The NFL lockout officially ended Monday, which means the Cincinnati Bengals are returning to Georgetown for their pre-season training camp.
At the end of last week, uncertainty lingered over when — or if — the camp would come to Georgetown this year. Residents were excited to welcome back the event, a late-summer mainstay for 15 years.
"I'm sure the city in general has just breathed a sigh of relief," Georgetown Mayor Everette Varney said. "If they didn't come, it would have been a huge hit for the college. Not only the revenue, but the recognition of having Georgetown's name on the national spotlight."
Bengals spokesman Jack Brennan said owner Mike Brown and head coach Marvin Lewis will hold a press conference at 11:30 a.m. Tuesday to announce when the team plans to arrive at Georgetown and start training camp.
Stacey Varney, the mayor's daughter and training camp director for Georgetown College, said the team will start moving practice and video equipment to Georgetown on Tuesday.
But no matter when they start, Georgetown will be ready for them.

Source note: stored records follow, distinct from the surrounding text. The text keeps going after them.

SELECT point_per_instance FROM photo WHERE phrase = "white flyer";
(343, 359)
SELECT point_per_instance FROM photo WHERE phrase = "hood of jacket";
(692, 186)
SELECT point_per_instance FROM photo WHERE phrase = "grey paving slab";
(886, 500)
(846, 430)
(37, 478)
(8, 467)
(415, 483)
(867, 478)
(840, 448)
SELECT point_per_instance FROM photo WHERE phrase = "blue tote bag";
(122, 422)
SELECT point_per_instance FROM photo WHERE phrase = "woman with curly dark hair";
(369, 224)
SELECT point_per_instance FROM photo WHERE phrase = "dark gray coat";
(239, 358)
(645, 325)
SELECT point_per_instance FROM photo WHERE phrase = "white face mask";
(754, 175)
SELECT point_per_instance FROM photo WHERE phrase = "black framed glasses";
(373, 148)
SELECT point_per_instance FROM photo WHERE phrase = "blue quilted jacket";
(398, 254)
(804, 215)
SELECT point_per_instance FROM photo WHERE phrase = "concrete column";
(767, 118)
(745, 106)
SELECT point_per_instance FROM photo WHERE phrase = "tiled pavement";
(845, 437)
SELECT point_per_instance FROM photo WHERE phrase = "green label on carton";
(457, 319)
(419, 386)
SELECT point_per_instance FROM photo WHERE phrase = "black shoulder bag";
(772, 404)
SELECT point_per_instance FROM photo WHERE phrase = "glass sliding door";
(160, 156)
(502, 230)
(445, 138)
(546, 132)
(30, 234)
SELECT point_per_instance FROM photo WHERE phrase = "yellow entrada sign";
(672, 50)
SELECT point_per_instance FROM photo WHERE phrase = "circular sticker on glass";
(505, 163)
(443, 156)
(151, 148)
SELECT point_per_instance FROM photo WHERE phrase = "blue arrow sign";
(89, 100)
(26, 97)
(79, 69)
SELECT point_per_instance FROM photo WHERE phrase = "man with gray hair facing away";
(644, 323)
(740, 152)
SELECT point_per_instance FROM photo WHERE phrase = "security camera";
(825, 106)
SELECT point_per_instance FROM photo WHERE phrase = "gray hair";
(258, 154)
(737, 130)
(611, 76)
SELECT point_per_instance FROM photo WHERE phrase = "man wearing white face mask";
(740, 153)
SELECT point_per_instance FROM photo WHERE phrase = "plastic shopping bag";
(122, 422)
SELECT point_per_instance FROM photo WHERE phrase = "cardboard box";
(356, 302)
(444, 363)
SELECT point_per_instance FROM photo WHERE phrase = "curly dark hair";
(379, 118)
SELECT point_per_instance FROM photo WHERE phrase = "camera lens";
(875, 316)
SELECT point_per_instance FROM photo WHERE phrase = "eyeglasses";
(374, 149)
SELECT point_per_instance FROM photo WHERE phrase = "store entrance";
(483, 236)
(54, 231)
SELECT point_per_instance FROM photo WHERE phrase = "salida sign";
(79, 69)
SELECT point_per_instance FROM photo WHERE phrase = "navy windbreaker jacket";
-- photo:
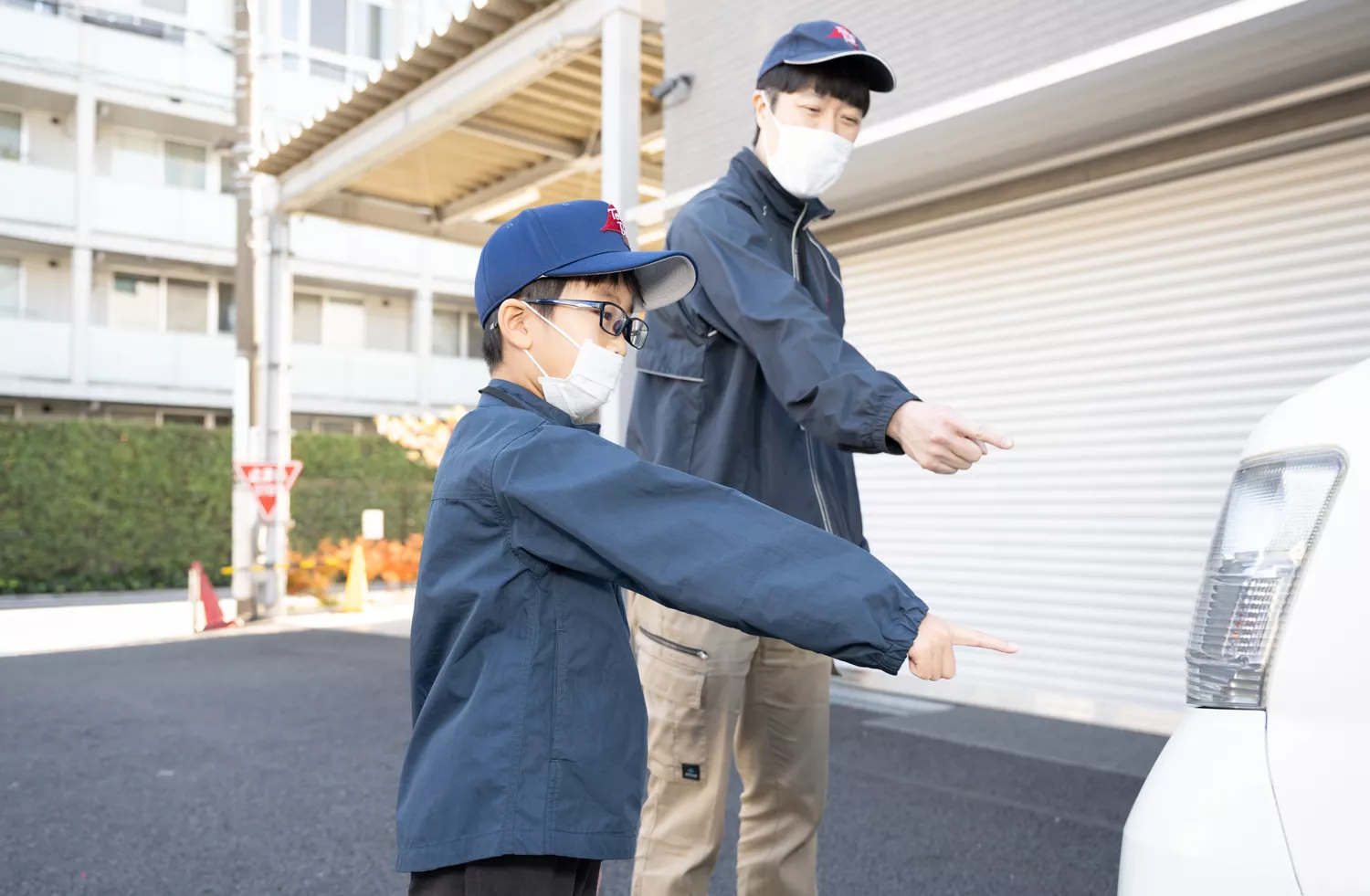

"It is really an exciting time," said Jack Conner, executive director of Georgetown's Chamber of Commerce. "Only 32 cities get to host NFL training camps, and we're one of those. You get to see new people, and our restaurants and convenience stores do a lot of business. The downtown area comes alive, especially during the lunch hour."
The news made its way to Fava's Restaurant owner Jeni Gruchow, who is getting ready to make "Bengal Burgers," served with "curly tiger tail" fries.
"We only serve those when they're here," Gruchow said of the Bengals. "I'm just glad they're coming. We see a lot of business when they're here, so I'm excited, and excited for Georgetown.
"We usually see a pick-up (in business) the first week they're here."
Virtually all of the restaurants in the downtown area and around the city experience large economic boosts during the three weeks that the team is in town, Varney said.
Conner said the exciting atmosphere that's created during the Bengals' camp is irreplacable and makes an impression on visitors, which bodes well for the future.
"Because of the exposure, we do see people that come back because of the quaintness of the community," Conner said. "What we look for in the community is opportunity. What we have — now that they're coming — is opportunity to showcase our community, allow the fans to see the community. And it allows us to benefit economically."